Although a batch of flu vaccines is on the way, the Karapitiya Teaching Hospital in Galle is still under-equipped and underfunded to deal with the current flu epidemic, GMOA Co-Secretary Kanchika Samararatne said on Tuesday. “We need the vaccine immediately, because it can take about a week to (work),” he said in an interview with the Daily News (SL)
“(It’s) useless to get it after the influenza epidemic,” he said.
Speaking from Colombo, Deputy Director General of Health Services Dr. Sarath Amunugama said the Ministry had appointed a “Special Committee” to explore buying more flu vaccines from abroad.
A decision would be made “depending on their reports,” Dr. Amunugama said.
Dr. Samararatne said over 20 people have died in the southern region from influenza and its resulting complications. The flu virus attacks the respiratory system, leaving it more vulnerable to secondary and more deadly infections like pneumonia.

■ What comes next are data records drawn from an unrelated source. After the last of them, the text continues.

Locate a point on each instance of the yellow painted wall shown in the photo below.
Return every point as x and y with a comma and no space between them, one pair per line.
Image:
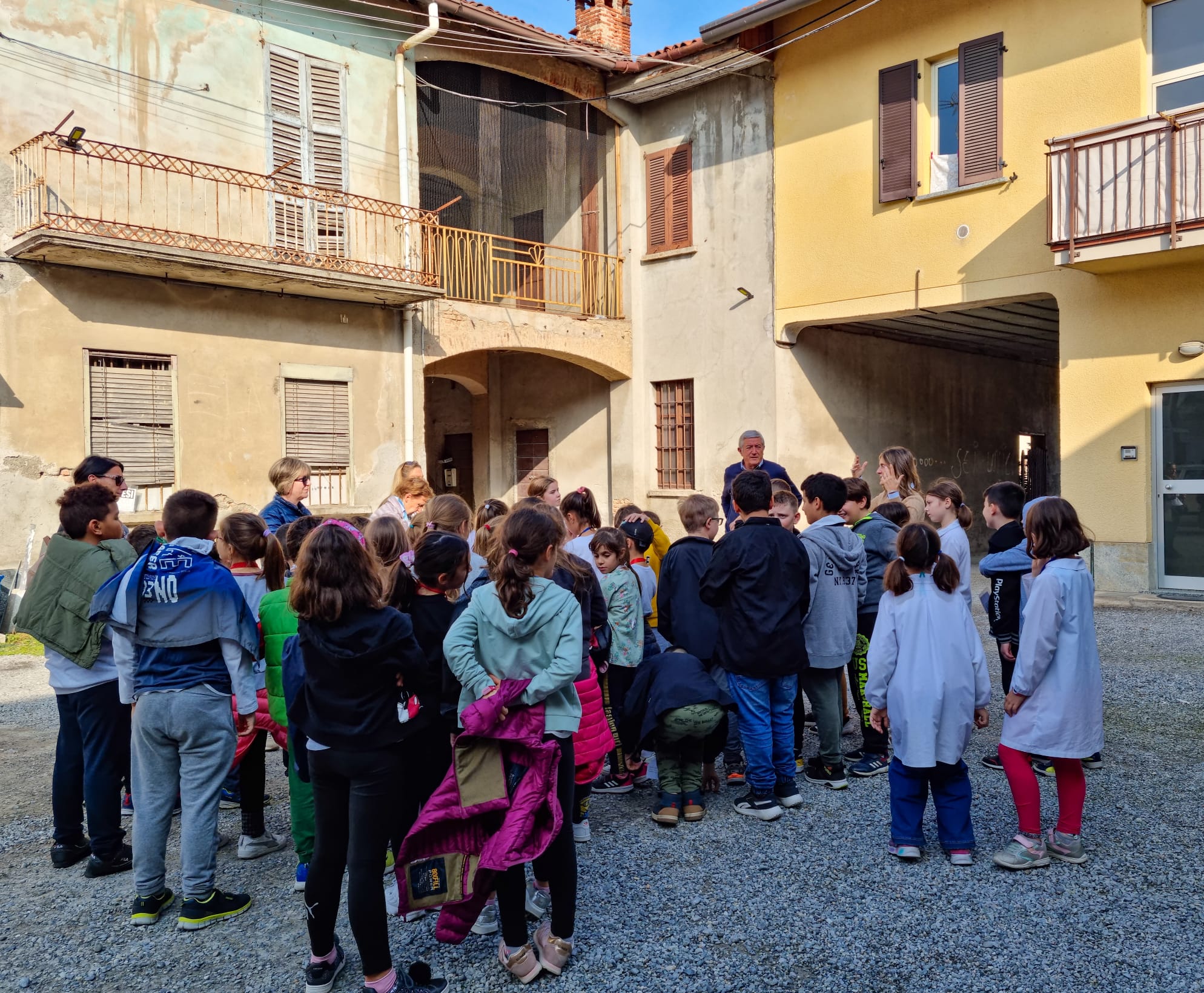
841,256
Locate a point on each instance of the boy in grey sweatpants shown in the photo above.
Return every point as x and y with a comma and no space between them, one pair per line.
837,560
184,643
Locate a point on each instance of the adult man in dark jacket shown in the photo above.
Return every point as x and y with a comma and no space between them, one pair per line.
752,451
758,582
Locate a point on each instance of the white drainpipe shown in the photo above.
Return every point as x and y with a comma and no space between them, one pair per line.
405,145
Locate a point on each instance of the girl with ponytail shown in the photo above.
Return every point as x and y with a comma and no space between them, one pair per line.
928,685
525,627
944,504
250,550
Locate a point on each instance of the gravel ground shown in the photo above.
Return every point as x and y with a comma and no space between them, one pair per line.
812,902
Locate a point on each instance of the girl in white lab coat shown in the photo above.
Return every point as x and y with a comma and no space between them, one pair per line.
944,504
1056,703
930,686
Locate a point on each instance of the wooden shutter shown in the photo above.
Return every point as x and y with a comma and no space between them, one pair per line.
670,223
658,207
979,110
317,423
681,223
896,131
131,415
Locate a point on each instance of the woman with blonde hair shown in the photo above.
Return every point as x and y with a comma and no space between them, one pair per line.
900,480
408,497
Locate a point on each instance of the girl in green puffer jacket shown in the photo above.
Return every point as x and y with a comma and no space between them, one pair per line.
279,623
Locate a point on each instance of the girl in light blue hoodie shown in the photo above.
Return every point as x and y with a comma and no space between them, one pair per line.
525,627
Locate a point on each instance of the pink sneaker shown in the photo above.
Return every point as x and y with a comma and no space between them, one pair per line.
553,951
523,965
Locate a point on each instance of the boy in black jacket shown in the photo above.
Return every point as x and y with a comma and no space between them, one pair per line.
758,580
687,622
1002,505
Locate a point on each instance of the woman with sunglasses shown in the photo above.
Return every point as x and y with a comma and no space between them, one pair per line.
291,477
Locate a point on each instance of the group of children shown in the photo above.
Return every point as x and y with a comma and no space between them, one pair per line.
357,644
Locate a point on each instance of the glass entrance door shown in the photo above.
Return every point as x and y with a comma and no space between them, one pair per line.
1179,509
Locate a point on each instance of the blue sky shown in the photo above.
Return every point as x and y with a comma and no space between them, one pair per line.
654,23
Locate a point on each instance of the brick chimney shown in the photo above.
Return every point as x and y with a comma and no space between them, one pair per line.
606,23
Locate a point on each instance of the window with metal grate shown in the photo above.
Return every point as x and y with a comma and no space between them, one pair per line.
675,434
131,415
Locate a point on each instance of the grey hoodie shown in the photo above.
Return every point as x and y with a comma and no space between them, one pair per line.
544,646
838,586
878,536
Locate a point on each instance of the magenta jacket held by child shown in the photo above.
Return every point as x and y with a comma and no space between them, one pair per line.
497,808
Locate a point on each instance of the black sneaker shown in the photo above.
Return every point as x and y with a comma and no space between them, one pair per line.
606,783
122,862
199,914
319,977
761,805
832,776
68,855
417,979
787,794
147,909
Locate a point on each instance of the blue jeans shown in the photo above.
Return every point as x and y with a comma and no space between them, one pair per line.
92,759
767,728
950,787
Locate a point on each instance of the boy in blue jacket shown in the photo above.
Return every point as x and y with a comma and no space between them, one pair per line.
184,643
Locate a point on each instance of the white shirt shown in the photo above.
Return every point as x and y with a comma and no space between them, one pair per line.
955,545
926,666
69,677
1057,668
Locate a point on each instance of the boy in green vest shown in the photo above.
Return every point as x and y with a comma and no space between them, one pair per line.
93,752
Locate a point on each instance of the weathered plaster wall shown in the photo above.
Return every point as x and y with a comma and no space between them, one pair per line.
688,319
959,414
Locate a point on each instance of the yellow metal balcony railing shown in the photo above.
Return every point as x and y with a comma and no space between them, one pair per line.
130,194
111,192
1142,180
493,269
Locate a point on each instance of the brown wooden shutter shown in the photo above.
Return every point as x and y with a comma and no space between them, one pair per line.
670,223
317,423
681,224
896,131
658,204
131,415
979,110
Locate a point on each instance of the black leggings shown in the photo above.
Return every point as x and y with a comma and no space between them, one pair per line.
558,866
252,777
356,814
426,759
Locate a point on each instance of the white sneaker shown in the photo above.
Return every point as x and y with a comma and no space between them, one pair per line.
257,848
538,902
488,922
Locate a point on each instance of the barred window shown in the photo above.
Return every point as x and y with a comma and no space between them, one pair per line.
675,434
318,431
131,420
530,458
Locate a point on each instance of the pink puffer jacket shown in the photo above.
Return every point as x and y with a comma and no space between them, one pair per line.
593,740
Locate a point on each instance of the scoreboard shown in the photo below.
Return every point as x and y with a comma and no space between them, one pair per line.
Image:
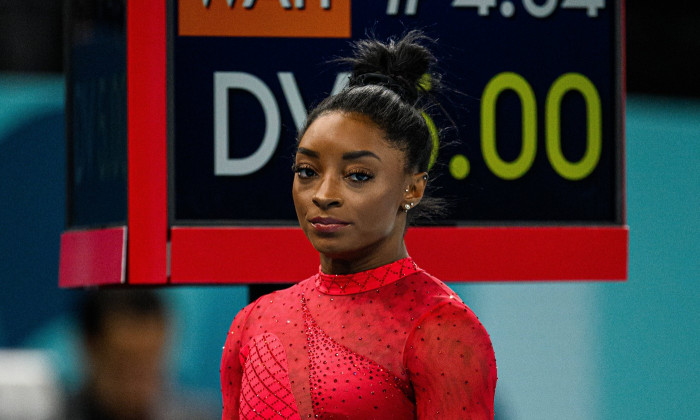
531,160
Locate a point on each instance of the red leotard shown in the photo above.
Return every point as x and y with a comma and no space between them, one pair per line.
388,343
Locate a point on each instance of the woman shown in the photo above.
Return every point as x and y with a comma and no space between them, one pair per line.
371,335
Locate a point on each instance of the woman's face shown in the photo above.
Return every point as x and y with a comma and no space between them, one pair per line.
350,189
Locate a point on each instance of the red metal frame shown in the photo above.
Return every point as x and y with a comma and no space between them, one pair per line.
283,255
147,138
93,257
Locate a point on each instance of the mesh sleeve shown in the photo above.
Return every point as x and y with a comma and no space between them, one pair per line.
451,364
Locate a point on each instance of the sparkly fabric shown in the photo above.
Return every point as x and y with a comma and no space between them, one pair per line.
266,391
387,343
345,284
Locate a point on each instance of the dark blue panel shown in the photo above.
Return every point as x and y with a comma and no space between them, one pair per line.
472,50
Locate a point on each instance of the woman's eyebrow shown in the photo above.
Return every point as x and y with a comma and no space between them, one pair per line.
359,154
307,152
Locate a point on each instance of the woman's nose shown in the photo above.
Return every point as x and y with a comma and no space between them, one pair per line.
327,194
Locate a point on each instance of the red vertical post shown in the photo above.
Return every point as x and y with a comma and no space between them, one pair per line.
147,151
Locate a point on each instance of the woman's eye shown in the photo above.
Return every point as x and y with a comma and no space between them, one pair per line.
304,172
359,177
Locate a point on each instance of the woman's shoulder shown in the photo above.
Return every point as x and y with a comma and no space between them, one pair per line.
430,290
271,302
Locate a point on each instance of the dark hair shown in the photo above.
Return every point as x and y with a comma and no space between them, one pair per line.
98,305
390,84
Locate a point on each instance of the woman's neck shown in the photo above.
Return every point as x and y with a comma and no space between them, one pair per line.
362,261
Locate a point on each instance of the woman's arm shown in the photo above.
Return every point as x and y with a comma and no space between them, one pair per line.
451,364
231,365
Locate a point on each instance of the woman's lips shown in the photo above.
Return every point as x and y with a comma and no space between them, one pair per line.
327,224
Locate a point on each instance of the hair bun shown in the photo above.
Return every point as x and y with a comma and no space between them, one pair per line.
399,65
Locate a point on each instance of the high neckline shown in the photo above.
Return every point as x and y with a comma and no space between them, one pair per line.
347,284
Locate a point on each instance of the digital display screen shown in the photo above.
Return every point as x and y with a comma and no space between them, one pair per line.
534,95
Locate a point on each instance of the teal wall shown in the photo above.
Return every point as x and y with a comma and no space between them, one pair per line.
591,350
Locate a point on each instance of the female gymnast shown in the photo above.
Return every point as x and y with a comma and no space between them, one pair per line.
371,335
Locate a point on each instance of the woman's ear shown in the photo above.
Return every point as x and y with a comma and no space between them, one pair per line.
414,191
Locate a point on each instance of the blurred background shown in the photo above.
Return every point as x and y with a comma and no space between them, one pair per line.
565,350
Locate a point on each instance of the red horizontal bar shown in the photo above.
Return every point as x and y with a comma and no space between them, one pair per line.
92,257
272,255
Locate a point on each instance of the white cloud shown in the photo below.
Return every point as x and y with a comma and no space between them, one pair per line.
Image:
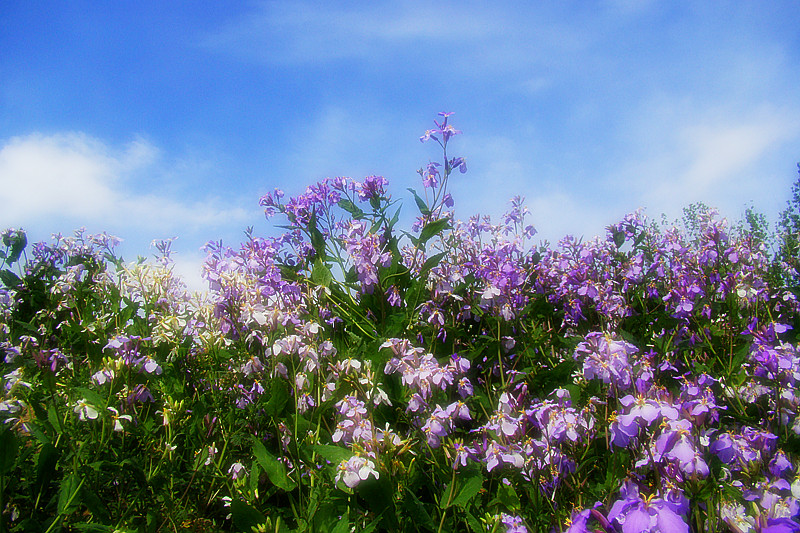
55,183
723,160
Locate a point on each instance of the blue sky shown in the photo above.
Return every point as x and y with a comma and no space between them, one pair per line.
153,120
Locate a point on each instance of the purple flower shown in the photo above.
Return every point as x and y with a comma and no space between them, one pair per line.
355,470
637,515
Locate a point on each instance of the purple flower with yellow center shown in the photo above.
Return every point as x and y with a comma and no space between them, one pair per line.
635,514
355,470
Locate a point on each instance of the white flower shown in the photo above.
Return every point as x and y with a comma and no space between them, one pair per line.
355,470
237,471
85,411
116,417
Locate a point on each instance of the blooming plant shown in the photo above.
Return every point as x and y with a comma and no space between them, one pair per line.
352,375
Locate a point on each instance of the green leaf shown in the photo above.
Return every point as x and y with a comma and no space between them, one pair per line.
423,207
17,243
474,523
417,512
8,450
9,279
469,490
45,467
245,517
275,470
278,396
68,499
343,525
431,262
321,274
317,239
351,208
432,229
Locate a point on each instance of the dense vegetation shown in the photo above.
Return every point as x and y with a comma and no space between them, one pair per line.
455,376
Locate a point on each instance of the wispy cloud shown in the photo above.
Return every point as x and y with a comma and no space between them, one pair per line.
70,179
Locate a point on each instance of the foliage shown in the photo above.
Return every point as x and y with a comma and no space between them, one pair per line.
351,375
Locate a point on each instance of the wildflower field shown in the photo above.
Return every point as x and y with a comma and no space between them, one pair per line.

“Several doctors and medical staff have contracted the flu while treating patients,” Dr. Samararatne said, complicating their ability to provide treatment.
Dr. Samararatne said he received permission for a local purchase, “so at least my hospital staff can get the vaccine.” He estimated it would arrive within the week. The Karapitiya Teaching Hospital has the only Paediatric Intensive Care Unit in the area. Dr. Samararatne said that hospital administrators have tried to get approval for an expansion of the ICU for about an year and a half.
But so far, the approvals have not come through. “I don’t know why it was delayed,” he said. He argued that the limited facilities and equipment was adding to the seriousness of the influenza outbreak. In a weekend press conference in Galle, GMOA leaders called on the government “to take immediate steps in order to initiate a swift programme to administer medical staff of hospitals who treat patients, with flu vaccinations.” “It is the only precautionary measure that can be taken to protect the staff from contracting the virus,” they added.